Emergenza animali a Imola: un anno senza il “118 veterinario”, gatti soccorsi a spese dei cittadini

IMOLAA un anno esatto dalla cessazione del servizio pubblico di assistenza zooiatrica – come ha scritto il Carlino – la ferita resta aperta. La sospensione della pronta reperibilità veterinaria d’emergenza – decisa dal Circondario a partire da luglio 2025 – continua a far discutere la cittadinanza e addetti ai lavori, che si trovano a gestire situazioni critiche con animali feriti in strada. E ora, a questo si aggiunge il grido d’allarme di ENPA Dozza, che da tempo opera sul campo.

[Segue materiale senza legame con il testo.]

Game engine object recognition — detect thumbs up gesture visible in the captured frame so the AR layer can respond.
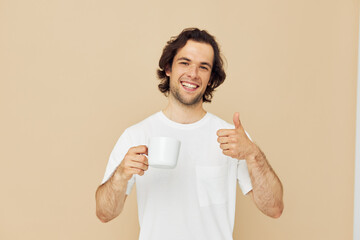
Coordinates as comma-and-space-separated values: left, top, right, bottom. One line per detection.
216, 112, 257, 160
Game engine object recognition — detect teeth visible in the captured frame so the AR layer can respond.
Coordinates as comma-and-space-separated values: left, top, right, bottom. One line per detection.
181, 82, 197, 89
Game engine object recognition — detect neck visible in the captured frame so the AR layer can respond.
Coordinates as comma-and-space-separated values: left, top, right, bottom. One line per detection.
163, 96, 206, 124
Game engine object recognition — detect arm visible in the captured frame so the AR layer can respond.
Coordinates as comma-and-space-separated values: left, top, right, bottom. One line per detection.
217, 113, 284, 218
95, 146, 148, 222
246, 144, 284, 218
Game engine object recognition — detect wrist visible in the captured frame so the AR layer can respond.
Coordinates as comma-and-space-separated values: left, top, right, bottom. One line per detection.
110, 169, 129, 187
245, 144, 262, 162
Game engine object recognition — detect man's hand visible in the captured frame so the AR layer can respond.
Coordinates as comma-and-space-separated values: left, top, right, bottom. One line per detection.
116, 145, 149, 181
217, 112, 258, 160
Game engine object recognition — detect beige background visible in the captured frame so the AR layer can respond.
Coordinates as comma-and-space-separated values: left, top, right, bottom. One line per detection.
0, 0, 359, 240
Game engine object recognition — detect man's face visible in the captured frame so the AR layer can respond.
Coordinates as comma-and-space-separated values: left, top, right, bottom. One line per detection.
166, 40, 214, 106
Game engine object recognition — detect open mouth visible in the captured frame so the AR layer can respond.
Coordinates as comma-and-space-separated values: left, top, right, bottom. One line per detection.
181, 81, 199, 91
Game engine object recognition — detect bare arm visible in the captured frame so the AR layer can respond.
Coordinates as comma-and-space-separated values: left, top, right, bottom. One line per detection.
95, 145, 148, 222
217, 113, 284, 218
246, 144, 284, 218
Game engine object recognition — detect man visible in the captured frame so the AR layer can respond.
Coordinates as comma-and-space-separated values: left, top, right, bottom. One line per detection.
96, 28, 283, 240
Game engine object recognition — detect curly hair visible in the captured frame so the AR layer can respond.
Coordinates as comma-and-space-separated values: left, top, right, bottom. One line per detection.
157, 28, 226, 102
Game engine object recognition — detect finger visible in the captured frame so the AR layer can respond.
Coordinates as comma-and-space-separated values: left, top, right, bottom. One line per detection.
131, 155, 149, 165
220, 143, 230, 150
217, 137, 233, 143
216, 129, 236, 137
129, 162, 149, 171
223, 150, 233, 157
130, 168, 145, 176
233, 112, 242, 129
129, 145, 148, 154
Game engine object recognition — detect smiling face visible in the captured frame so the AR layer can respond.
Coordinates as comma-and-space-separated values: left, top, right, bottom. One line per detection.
166, 40, 214, 106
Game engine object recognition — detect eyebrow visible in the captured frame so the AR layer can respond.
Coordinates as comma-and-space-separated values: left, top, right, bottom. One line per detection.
176, 57, 212, 68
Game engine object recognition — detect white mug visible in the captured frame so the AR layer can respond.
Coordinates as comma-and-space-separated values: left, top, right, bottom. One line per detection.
148, 137, 181, 169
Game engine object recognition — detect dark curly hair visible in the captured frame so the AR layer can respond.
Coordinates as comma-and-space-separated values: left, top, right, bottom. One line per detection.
157, 28, 226, 102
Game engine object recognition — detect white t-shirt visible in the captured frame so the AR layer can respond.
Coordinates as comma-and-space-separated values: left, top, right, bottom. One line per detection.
103, 111, 252, 240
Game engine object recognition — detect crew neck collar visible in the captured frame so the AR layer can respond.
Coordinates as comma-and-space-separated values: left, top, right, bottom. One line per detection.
157, 111, 210, 129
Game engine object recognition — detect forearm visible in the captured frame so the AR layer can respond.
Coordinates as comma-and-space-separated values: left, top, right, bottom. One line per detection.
96, 171, 127, 222
246, 146, 283, 218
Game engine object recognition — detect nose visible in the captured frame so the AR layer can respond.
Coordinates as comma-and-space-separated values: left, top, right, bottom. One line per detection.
187, 64, 198, 79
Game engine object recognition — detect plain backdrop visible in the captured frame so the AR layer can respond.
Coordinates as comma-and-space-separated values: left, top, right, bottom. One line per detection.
0, 0, 359, 240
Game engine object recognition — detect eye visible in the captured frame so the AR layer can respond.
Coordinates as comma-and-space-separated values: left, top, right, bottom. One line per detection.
200, 66, 209, 71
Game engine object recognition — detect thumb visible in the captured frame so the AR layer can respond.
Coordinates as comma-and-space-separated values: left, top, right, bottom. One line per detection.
233, 112, 241, 129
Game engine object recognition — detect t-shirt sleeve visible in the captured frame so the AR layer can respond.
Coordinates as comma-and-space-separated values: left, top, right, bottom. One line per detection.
101, 130, 135, 195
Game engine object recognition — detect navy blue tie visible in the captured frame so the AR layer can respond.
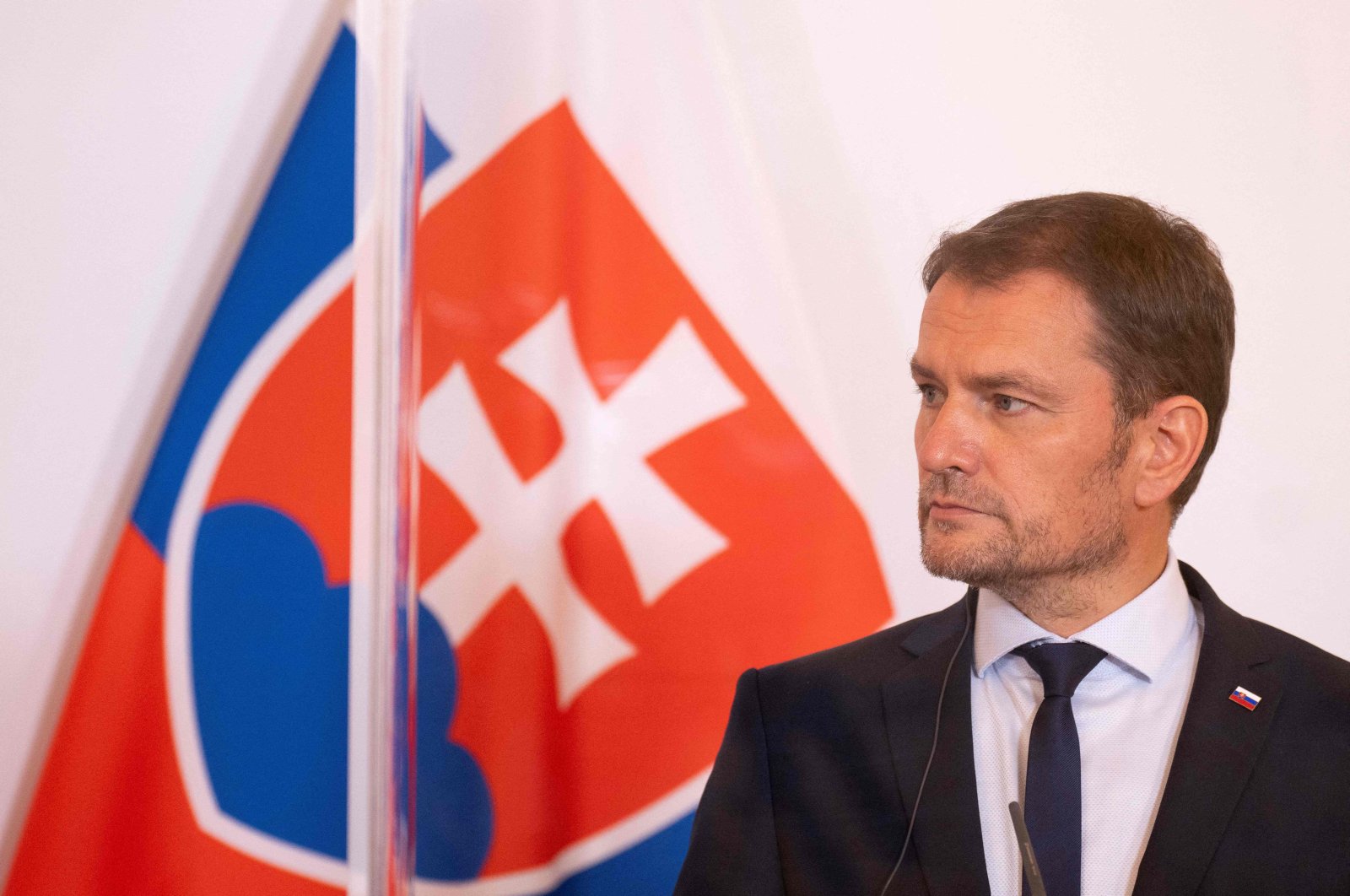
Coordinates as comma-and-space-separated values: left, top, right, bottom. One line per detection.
1017, 641, 1105, 896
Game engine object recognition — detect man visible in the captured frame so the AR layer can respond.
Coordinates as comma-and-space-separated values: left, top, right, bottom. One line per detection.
677, 193, 1350, 896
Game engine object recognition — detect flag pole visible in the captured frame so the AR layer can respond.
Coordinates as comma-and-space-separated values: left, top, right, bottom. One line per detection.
347, 0, 418, 896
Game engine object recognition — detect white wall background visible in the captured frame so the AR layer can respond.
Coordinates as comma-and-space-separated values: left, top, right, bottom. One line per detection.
0, 0, 1350, 852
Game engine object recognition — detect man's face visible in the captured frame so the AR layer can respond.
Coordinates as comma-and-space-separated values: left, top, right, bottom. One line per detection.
913, 271, 1129, 595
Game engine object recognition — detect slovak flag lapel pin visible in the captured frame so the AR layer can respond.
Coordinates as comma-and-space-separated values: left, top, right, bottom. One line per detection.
1228, 688, 1261, 711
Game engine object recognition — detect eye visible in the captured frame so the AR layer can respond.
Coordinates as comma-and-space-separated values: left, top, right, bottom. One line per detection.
994, 396, 1031, 414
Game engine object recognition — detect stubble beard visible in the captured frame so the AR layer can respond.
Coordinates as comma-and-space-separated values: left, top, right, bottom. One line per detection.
918, 451, 1127, 618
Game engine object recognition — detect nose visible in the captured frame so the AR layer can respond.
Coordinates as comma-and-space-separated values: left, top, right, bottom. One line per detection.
914, 398, 980, 477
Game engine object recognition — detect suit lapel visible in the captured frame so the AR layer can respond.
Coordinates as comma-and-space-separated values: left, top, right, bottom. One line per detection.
1134, 563, 1284, 896
882, 590, 988, 896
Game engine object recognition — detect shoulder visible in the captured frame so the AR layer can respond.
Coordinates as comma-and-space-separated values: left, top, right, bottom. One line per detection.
753, 599, 965, 694
1247, 618, 1350, 719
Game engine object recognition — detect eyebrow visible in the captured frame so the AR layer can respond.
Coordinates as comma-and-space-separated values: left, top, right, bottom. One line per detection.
910, 359, 1065, 402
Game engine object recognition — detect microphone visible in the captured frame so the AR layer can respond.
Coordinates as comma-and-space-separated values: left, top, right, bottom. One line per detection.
1008, 800, 1045, 896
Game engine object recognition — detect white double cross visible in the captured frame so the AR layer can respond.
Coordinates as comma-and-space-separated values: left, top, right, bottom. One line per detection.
418, 298, 745, 709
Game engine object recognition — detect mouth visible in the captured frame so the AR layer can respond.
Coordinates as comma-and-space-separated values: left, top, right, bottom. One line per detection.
929, 498, 987, 521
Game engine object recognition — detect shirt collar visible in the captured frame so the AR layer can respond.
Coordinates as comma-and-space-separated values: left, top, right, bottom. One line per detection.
975, 551, 1195, 682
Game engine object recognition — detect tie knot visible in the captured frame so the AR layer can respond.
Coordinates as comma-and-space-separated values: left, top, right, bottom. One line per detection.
1015, 641, 1105, 696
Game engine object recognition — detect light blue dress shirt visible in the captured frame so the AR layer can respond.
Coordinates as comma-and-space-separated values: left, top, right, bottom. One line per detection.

Il grido d’allarme di Enpa Dozza

La situazione nel circondario imolese è vissuta come una grave carenza istituzionale. A denunciare le conseguenze di questo vuoto è Enpa Dozza, che evidenzia come il problema non sia affatto risolto: “La sospensione di questo servizio ha portato gravi danni al territorio”, spiegano. “Il circondario di Imola – che comprende realtà come Medicina, Castel Guelfo, Dozza, Castel San Pietro Terme e altri – si trova di fronte a un problema tutt’altro che trascurabile. La mancanza di una pronta reperibilità sanitaria crea un vuoto che colpisce duramente chi si trova a gestire emergenze al di fuori degli orari d’ufficio.”

Secondo Enpa Dozza, il nocciolo della questione è politico: “I comuni appartenenti all’area di Imola non sembrano avere la volontà di investire le risorse necessarie per attivare un servizio di copertura. Questo scarica di fatto il costo dell’emergenza sui singoli cittadini o, peggio, lascia gli animali in balia del proprio destino.”

Il modello bolognese: una rete che funziona

Dall’altra parte, il confronto con l’area metropolitana di Bologna mostra una realtà ben diversa. Enpa ODV illustra infatti come il sistema funzioni grazie a convenzioni strutturate: “Il Comune di Bologna e i comuni limitrofi hanno trovato soluzioni efficaci, adottate ormai da tempo”, sottolineano. “Nei comuni che dispongono di canili e gattili, ci avvaliamo di convenzioni specifiche con l’Enpa per il recupero degli incidentati, che vengono poi presi in carico dalle cliniche veterinarie di riferimento.”

Il sistema bolognese è capillare e coinvolge una rete vasta: “Per i comuni che non hanno strutture proprie o cliniche attive h24, abbiamo creato una rete di solidarietà che coinvolge tra i 35 e i 40 comuni. Questi enti hanno stipulato convenzioni con Enpa per il recupero degli animali incidentati, che vengono poi trasferiti presso l’Università Veterinaria di Ozzano, un centro di eccellenza che garantisce assistenza specialistica.”

La differenza tra le due aree

Mentre a Bologna è stata attivata una sorta di “polizza” a costo fisso forfettario – dove i comuni versano una quota per garantire il servizio di recupero e assistenza in sinergia con la clinica di Ozzano – a Imola il confronto politico sembra essersi arenato.

Mentre sul territorio restano attivi i servizi per la fauna selvatica (051/847600) e il recupero dei cani vaganti tramite l’associazione CamminandoconilCane Asd, il vuoto lasciato dall’interruzione dell’assistenza sanitaria d’urgenza per gli animali domestici e i gatti di colonia resta una falla nel sistema. Una falla che, come confermato dalle testimonianze dei cittadini, continua a pesare interamente sulle spalle – e sui portafogli – di chi, per senso civico, decide di non voltarsi dall’altra parte.